After the Florida shooting, some renewed the call for teachers to carry guns to protect students. Thomas said he’s heard some educators would quit if they were required to do so and it should be seen as a last resort.

“The idea of teachers carrying a firearm is an idea born of frustration,” he said. “It is where you’re throwing your hands up in the air and saying, ‘Well, we can’t do anything else.'”

Thomas said instead that more could be done to solve the issue of school shootings, but those steps won’t solve mass shootings as a whole.

“There’s a larger issue here,” he said.

Former Arizona Attorney General Grant Woods

Woods said a potential ban on weapon modifications, such as bump stocks, and a raise in the minimum age to buy a rifle were “basic, incremental steps” but he wanted to see more than that.

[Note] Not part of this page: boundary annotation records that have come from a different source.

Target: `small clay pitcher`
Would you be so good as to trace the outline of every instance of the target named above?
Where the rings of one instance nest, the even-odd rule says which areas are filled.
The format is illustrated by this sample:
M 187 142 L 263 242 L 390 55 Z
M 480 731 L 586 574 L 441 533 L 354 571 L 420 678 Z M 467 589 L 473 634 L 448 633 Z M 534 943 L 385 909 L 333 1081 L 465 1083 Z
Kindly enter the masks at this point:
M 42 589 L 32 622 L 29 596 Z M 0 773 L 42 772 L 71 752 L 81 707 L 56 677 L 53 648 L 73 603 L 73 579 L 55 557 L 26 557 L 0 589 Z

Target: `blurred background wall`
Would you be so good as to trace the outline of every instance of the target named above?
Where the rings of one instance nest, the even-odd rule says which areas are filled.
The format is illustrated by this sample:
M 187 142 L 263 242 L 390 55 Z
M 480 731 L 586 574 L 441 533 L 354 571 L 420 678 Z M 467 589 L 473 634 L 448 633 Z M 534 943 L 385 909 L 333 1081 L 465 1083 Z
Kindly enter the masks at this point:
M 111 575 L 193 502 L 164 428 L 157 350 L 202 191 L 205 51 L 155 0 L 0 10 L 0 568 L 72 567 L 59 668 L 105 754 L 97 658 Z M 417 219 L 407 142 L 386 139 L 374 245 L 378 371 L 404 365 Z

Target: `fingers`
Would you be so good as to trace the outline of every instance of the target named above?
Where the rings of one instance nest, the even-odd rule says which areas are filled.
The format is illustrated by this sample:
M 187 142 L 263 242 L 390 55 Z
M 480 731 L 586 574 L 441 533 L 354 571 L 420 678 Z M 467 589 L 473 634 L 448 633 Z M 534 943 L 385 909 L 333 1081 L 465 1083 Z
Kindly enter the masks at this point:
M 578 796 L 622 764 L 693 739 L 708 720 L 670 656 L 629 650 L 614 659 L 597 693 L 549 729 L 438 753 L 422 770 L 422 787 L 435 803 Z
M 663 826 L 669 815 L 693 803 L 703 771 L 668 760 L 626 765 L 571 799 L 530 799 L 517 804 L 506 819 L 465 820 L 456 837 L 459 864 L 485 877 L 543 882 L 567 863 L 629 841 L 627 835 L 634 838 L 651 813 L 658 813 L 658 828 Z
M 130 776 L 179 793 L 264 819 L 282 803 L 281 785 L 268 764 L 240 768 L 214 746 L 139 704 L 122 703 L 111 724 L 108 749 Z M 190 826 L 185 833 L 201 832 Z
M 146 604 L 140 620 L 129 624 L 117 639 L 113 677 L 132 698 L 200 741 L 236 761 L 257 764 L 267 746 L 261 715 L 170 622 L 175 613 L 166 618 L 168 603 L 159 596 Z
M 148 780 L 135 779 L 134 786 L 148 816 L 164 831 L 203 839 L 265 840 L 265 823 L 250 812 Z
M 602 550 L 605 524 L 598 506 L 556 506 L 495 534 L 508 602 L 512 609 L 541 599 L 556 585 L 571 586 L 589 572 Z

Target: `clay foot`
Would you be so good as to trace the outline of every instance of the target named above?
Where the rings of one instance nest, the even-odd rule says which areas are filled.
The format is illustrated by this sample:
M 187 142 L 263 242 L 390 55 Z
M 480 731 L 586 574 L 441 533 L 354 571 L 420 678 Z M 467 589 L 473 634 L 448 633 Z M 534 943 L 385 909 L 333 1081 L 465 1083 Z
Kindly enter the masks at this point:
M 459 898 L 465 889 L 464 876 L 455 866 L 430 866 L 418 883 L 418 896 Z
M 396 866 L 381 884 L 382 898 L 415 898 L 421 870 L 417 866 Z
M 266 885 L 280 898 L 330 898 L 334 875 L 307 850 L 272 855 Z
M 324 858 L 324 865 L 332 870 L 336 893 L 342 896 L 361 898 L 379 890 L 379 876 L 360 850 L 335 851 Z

“Those weapons of war have no place in the hands of civilians,” he said. “To me, that’s common sense. Why? Why do people need these? Because it’s fun?”

Woods said putting strict gun control laws in place would not stop every crime involving a gun.

“If you had massive gun control, are you going to end gun violence? Are you going to end guns being used in crimes? No, you’re not going to do that.”

However, he said the United States used to ban certain weapons and argued that reinstating that ban may lead to lower body counts.

“We used to ban it. It was banned in the United States until our recent history because it made common sense.”

The former attorney general also said he would be open to making schools so-called “hard targets” — basically, a facility with better security that may include armed guards — though he would not be thrilled about it.

“Maybe it makes sense that we have one point of entry,” he said. “Maybe it makes sense that we have an armed guard at every school. We’re going to have to work on funding and how does that all work (but) we could do that.”

Dave Laird, director of training at C2 Tactical

Laird said he was concerned a ban on some modifications — such as bump stocks — could overreach and prohibit modifications designed to make weapons more consistent.

“If you do anything to the firearm to make it operate anything other than [semi-automatic], you’re going to be held under state law and probably federal law,” he said.

Laird also said a ban could lead to people trying to make their own firearms while removing rights guaranteed to Americans.

“One of my fears is that we slowly strip away our rights until it’s no longer there and I think we’ve already given enough leverage already,” he said.

Instead of guns, Laird said the national conversation should be focused on solving other symptoms of the shooting disease.

“We need to start talking about mental health, we need to start talking about putting security systems in the school, we need to start protecting the kids and stop talking about the gun or the flagrant moron who grabbed it and did something evil with it,” he said.

Laird said a security system for a school that would include a separate alarm and allow teachers to lock every door would run about $400,000, a price he would help pay.

“We don’t need the federal government to do that,” he said. “We can band together as parents, get a GoFundMe account, let’s start pushing our board of directors of local school and say, ‘Listen, I want parents to donate whatever they have, and I’ll tell you what: I would be one of the first ones to throw $1,000 in that direction.”

He also said he was working on a bill that would allow teachers to carry non-lethal weapons — think Tasers, batons or other devices — on campus in an effort to protect kids.